Human mobility (movement) is one of the main factors that promote the transmission of the virus. Policy-makers find huge difficulties to find an optimal protocol to insure the social distancing and barrier measures. To solve this problem, Bao et al. (2020) proposed a system that aims to evaluate and estimate maps of people movement responses by learning from existing ground truth data. The proposed system is based on a DL based-data generation called COVID-GAN. It merges a diversity of features involving contextual features, COVID-19 details and data history, as well as policies from various origins such as news, reports and SafeGraph. Experiment results showed that COVID-GAN can well imitate real-world human movement reactions and the area-constraint-based correction can considerably upgrade the solution value. To further explain the relation between people mobility and COVID-19 contamination, Xiong et al. (2020) presented a study using mobile device data to give more insights to decision makers about the national mobility tendencies before and during the pandemic.

Forecasting of new cases and new deaths

Along with the detection approaches presented above, forecasting of new cases and new deaths has been studied recently in order to help the governments take right decisions during this pandemic. Therefore, COVID-19 time series predicting have been studied using DL techniques, one of the most used models is LSTM that has been introduced by Hochreiter and Schmidhuber (1997) and applied by Wang et al. for COVID-19 time series prediction (Wang et al. 2020c). LSTM is designed to combine the short-term and long-term temporal data and provides accurate time series forecasting. For example, Ayoobi et al. (2021) have used LSTM, convolutional LSTM and GRU to predict new cases and new deaths during the COVID-19 crisis. Bi-directional models have been employed for the prediction; it is considered as an improved LSTM. It consists of using the traditional LSTM model to compute the input information at subsequent and reverse order to obtain 2 different exterior outputs and get the final output using a fully associated layer.

Available COVID-19 datasets description

Since the spread of the virus from Wuhan to many countries in the world, many COVID-19 datasets have been introduced in the literature in order to apply the deep learning approaches for automatic detection of the virus. In the following, we give the newly available datasets where the images are X-ray or CT scans.

X-ray datasets

Many X-ray datasets have been presented to boost the DL techniques for COVID-19 detection. Here, we present two examples.

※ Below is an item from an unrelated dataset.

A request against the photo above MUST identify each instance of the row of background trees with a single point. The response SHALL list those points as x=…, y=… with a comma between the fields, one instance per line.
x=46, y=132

COVID-19 Radiography Database the initial dataset is divided into three different folders (i.e., training, testing and validation) and three sub-folders containing COVID-19, viral pneumonia and normal chest X-ray images, respectively (Rahman 2020). We have used the version 4 of this database that contains 3616 COVID-19-positive cases along with 10,192 normal, 6012 lung opacity (non-COVID lung infection) and 1345 viral pneumonia images. In this work, we carry out the classification of only three classes (COVID-19, normal, VP). Some scans from this database are shown in Fig. 13.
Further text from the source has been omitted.